L'évolution est variable et se fait classiquement vers l'insuffisance cardiaque (incapacité du cœur à assurer un débit cardiaque efficace pour des efforts de plus en plus restreints), que le sujet tente de compenser en réduisant son activité physique (réduction délétère).
Elle est très souvent émaillée de poussées aiguës d'insuffisance cardiaque (œdème aigu du poumon).

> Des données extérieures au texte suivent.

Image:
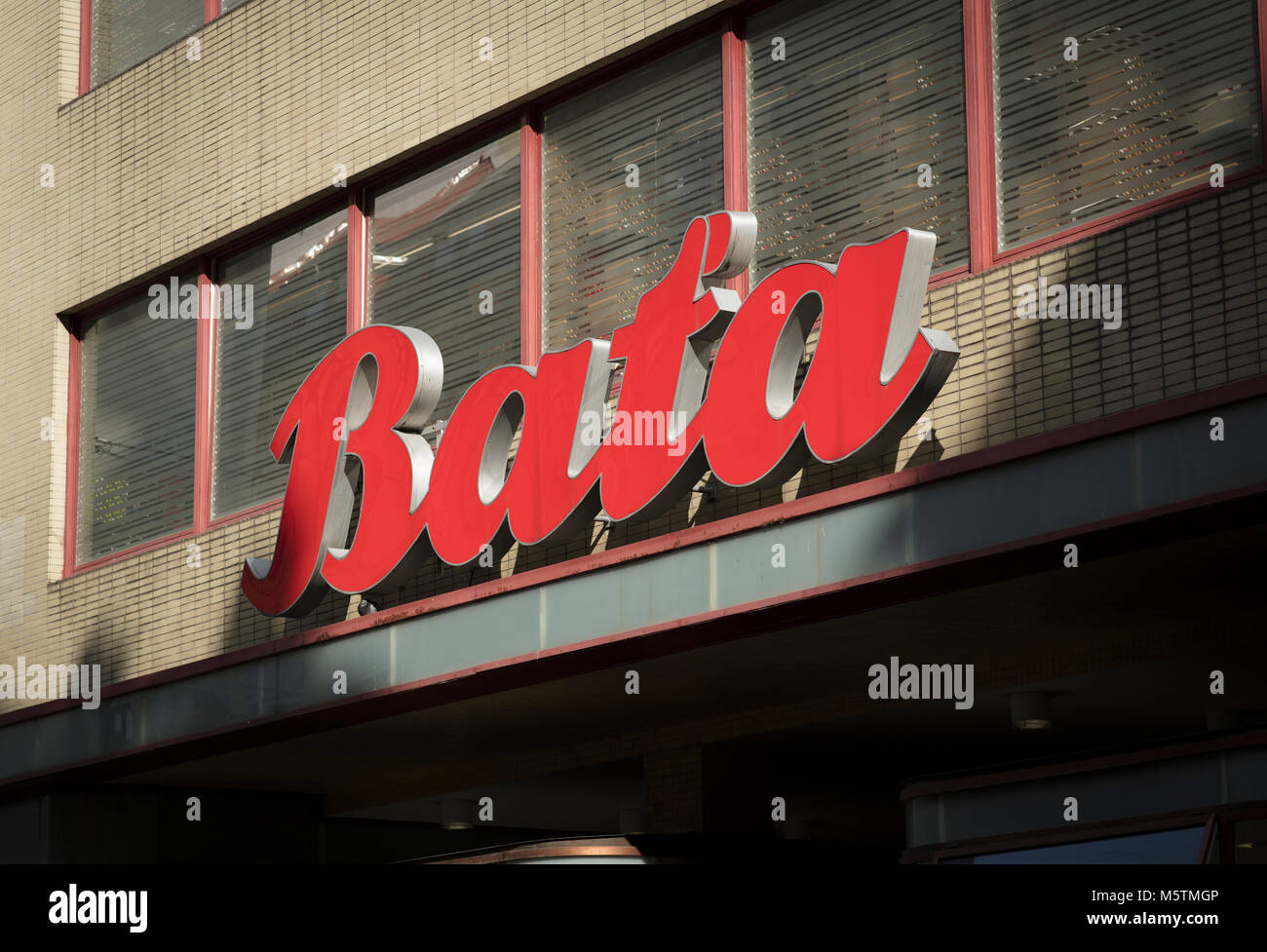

Ces poussées, pratiquement constantes dans l'évolution peuvent être liées à "des facteurs déclenchants" : existence de troubles du rythme (passage en tachy-arytmie complète par fibrillation auriculaire ), surcharge sodée (non respect du régime sans sel, excès accidentels des repas de fins d'années...), maladies intercurrentes (grippe, broncho-pneumopathie...), anémie... Ces poussées réagissent habituellement aux traitements habituels.
La répétition des poussées sans facteur déclenchant est un élément de mauvais pronostic, faisant redouter l'insuffisance cardiaque "terminale" (dyspnée permanente au repos empêchant de dormir en décubitus (orthopnée) - position allongée - et obligeant à vivre pratiquement sans bouger, en position demi-assise).
La survie moyenne est d'environ 7 ans après une découverte fortuite, 4 ans après les premiers symptômes et de 2 ans après le début d'insuffisance cardiaque.
Il existe certains cas de réversibilité en fonction de la cause de la cardiomyopathie dilatée (alcool, cocaïne, médicaments, hyperthyroïdie, syndrome de takotsubo…).
Les principales complications sont les manifestations thrombo-emboliques (embolie systémique ou pulmonaire), les troubles du rythme cardiaque (fibrillation auriculaire, extrasystoles ventriculaires, tachycardie ventriculaire), avec un risque non négligeable de mort subite.